Bronze with black brown patina
Estimate:
€ 60,000 / $ 66,000
Sold:
€ 275,000 / $ 302,500

(incl. surcharge)
Junge Frau. 1926.
Bronze with black brown patina.
Base with monogram, foundry mark "H.Noack Berlin Friedenau" and inscription "I" as well as with the stamp "made in Germany". One of 10 casts. Height: 128.5 cm (50.5 in).
Cast before 1940 by art foundry Hermann Noack, Berlin-Friedenau. Only U.S. export casts were numbered "1" and "2", as lower import tax was levied on the first two casts; the number itself does not índicate the chronological order the casts were made in.
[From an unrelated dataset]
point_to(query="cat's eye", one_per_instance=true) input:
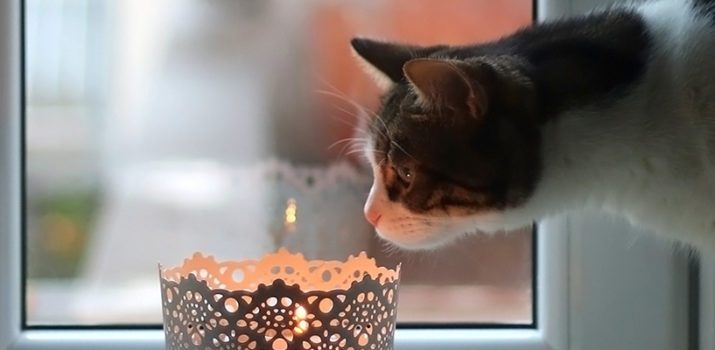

For tax saving reasons some of the sculptures were assigned more than one number.
• Lifetime cast.
• Apart from this bronze to date no other copy has been offered on the international auction market.
• A bronze cast of the "Junge Frau" used to adorn the patio of Kolbe's residence.
• From the notable collection of Henry Ford, president of the Ford Motor Company
.

PROVENANCE: Collection Mrs. Henry Ford II, Palm Beach/London.
Private collection USA.

LITERATURE: Ursel Berger, Georg Kolbe - Leben und Werk, with the catalog of the Kolbe sculptures at the Georg-Kolbe-Museum, Berlin 1990, cf. pp. 290 and 291.
"Among my Berlin acquaintances Kolbe is the one with the strongest personality. If you see him among all his works in his studio, every question becomes needless. You feel that this man is one with his work, that [sic!] nothing unneccesary will ever come from his hand."
Günter von Scheven about Georg Kolbe on January 17, 1932, quote from: Maria Frfr. von Tiesenhausen, Georg Kolbe. Briefe und Aufzeichnungen, Tübingen 1987, p. 129

Georg Kolbe was one of the most successful sculptors of his time. Kolbe initially studied painting in Dresden and Munich. After studying in Paris, where he came into contact with Rodin's sculptural work, Kolbe switched to sculpting. Now based in Berlin, Georg Kolbe had his artistic breakthrough when Ludwig Justi bought his sculpture "Dancer" (1911/12) - which was highly acknowledged an exhibition at the Berlin Secession - for the collection of the Nationalgalerie. The First World War interrupted his artistic development, but he returned to Berlin unharmed in January 1919 and was able to build on the success he had before the war. Paul Cassirer dedicated a solo exhibition to Kolbe in the autumn of 1921. In 1927 he took part in a large exhibition at the Glaspalast in Munich. The sculpture "Junge Frau" (Young Woman) was made at the peak of his creation, presumably after the same model as the "Knieende" (Kneeling Woman). She stands in front of us in a completely relaxed pose, elegantly tilting her head just a little to one side, turning her face with the eyes half-closed away from us. In her beauty and nudity, she entirely rests within herself. Kolbe did not aim to create any spatial effect, but rather wanted to render a self-contained figure. However, she attracts the viewer's attention precisely because of the calm appeal she emanates. Without any grand gestures and in an allegedly simplified representation, he attained a striking expression of a harmony of body and soul despite all its tenderness. A cast "Junge Frau" adorned the patio of Kolbe's residence on Sensburger Allee in Berlin. In an air raid on Berlin on December 16, 1943, a bomb landed exactly there and destroyed the sculpture of which only the head survived. Kolbe had the head restored and put it on a pedestal; it remained in his possession until his death and testifies to the sculptor's special bond with this figure. [SM]



300
Georg Kolbe
Junge Frau, 1926.
Bronze with black brown patina
Estimate:
€ 60,000 / $ 66,000
Sold:
€ 275,000 / $ 302,500

(incl. surcharge)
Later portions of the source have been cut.